400. — DU COMTE DE BUSSY RABUTIN À MADAME DE SÉVIGNÉ.

Le lendemain du jour que j’eus reçu cette lettre, j’y fis cette réponse.
À Chaseu, ce 18e mai 1675[1].

Quand je ne vais point à Paris, ce n’est ni Monsieur le Prince ni Monsieur le Duc, à l’hôtel de Condé, qui m’en empêchent ; c’est le Roi. Ainsi, Madame, leur absence ne me donne pas plus de liberté, et j’ai pour les ordres de Sa Majesté autant de respect quand elle est en Flandre, que si elle étoit au Louvre.

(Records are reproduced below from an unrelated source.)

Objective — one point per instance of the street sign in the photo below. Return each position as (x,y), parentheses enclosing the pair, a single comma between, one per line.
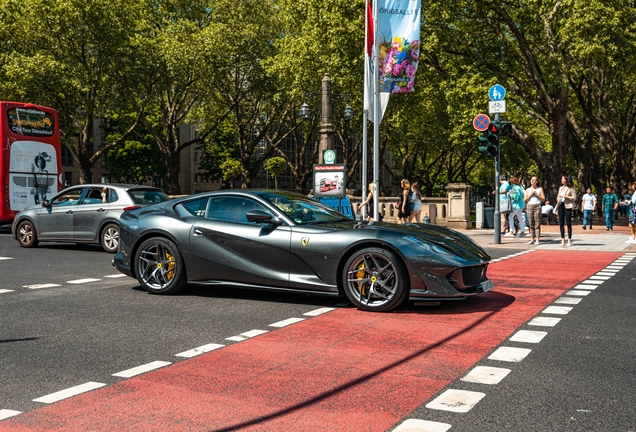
(497,92)
(495,107)
(481,122)
(329,156)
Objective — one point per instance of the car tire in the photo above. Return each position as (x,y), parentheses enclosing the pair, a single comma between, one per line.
(375,279)
(26,234)
(159,266)
(110,238)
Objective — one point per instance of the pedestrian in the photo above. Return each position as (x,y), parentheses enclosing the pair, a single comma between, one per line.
(416,201)
(403,205)
(534,196)
(609,205)
(504,198)
(516,195)
(565,205)
(370,203)
(588,204)
(631,214)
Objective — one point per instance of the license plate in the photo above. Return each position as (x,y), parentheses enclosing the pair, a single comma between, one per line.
(487,285)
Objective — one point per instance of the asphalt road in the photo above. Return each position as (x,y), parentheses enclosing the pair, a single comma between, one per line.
(578,377)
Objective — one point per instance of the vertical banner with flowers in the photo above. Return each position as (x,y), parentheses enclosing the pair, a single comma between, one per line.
(399,33)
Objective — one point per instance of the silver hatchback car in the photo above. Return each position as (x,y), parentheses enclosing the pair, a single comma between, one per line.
(83,214)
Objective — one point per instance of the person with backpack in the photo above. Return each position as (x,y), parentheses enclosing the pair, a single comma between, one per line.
(517,197)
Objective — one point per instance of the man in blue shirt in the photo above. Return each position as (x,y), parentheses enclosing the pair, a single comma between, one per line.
(609,204)
(504,188)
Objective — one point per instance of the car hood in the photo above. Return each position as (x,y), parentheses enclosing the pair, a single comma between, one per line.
(455,242)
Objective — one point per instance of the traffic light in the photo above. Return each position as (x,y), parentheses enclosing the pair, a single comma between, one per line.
(489,141)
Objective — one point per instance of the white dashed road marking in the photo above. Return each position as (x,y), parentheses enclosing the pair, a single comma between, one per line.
(486,375)
(287,322)
(544,321)
(318,311)
(456,401)
(557,310)
(528,336)
(4,414)
(38,286)
(87,280)
(568,300)
(73,391)
(415,425)
(510,354)
(141,369)
(199,350)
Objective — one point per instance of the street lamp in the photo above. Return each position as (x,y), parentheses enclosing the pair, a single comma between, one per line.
(327,130)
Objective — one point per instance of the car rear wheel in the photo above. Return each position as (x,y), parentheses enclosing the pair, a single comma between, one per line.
(159,267)
(110,238)
(375,279)
(27,237)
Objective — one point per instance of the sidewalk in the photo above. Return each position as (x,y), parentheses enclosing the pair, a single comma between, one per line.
(597,239)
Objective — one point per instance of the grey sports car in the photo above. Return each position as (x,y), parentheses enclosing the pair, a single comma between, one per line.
(284,241)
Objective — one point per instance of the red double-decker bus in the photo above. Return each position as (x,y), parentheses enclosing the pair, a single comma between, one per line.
(30,161)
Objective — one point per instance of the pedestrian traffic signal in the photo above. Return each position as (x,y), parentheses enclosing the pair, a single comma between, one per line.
(506,128)
(489,141)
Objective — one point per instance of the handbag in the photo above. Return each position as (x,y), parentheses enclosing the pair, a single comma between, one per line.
(506,205)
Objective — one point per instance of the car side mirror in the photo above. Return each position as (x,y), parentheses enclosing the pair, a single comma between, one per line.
(259,216)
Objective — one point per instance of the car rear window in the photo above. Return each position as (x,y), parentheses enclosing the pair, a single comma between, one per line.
(147,196)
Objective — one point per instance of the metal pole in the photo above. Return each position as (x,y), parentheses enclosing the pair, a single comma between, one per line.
(497,215)
(376,113)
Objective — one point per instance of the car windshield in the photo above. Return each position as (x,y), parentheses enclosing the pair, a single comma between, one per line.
(303,210)
(147,196)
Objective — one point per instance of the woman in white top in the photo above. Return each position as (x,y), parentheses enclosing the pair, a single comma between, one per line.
(533,198)
(416,199)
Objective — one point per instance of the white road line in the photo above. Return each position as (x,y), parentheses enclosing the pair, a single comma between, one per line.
(199,350)
(38,286)
(586,286)
(287,322)
(592,282)
(253,333)
(141,369)
(528,336)
(318,311)
(78,281)
(456,401)
(416,425)
(69,392)
(544,321)
(4,414)
(510,354)
(578,293)
(557,310)
(486,375)
(568,300)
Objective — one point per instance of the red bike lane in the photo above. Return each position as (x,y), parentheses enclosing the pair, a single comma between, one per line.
(343,371)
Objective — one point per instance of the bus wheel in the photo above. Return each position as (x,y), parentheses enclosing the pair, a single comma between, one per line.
(110,238)
(26,234)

Vous me mandez que Monsieur le Duc parle de moi encore avec aigreur ; il faut donc qu’il soit changé, car Briord[2] m’écrivit il y a quelque temps que Monsieur le Duc lui avoit commandé de me faire savoir qu’il étoit fâché de l’état où j’étois avec Monsieur son père, et qu’il seroit bien aise qu’il se radoucît pour moi. Quand je veux apaiser Monsieur le Prince, c’est afin d’aplanir tous les chemins, et pour n’avoir rien à me reprocher ; et non pas que je croie que mon retour ne tient qu’à lui : vous savez que j’ai d’autres vues, et je vous assure que malgré tous les obstacles je retournerai à la cour. Ce n’est pas qu’au pis aller je m’en souciasse beaucoup, car c’est plus pour faire enrager les gens qui me craignent que je fais des pas de ce côté-là, que pour les avantages que j’en attends. J’irai droit au maître par le paladin, et par d’autres, car j’ai plusieurs chemins, et quand tout cela[3] me manqueroit, le temps, si je vis, ne me manquera pas.

Nous attendons M. de Coligny à tous moments pour transiger.

J’ai écrit à Mme de Montglas sur la mort de son mari.

Je vous plains fort, ma chère cousine, dans la séparation de notre Comtesse.


  1. Lettre 400. — 1. Dans l’édition de 1818, on avait daté cette lettre du 28 mai. Voyez p. 447, note 1.
  2. 2. Voyez plus haut, p. 207, note 13.
  3. 3. Dans notre copie, Bussy avait d’abord écrit : « quand tout me manqueroit ; » il a ajouté : « cela » au-dessus de la ligne.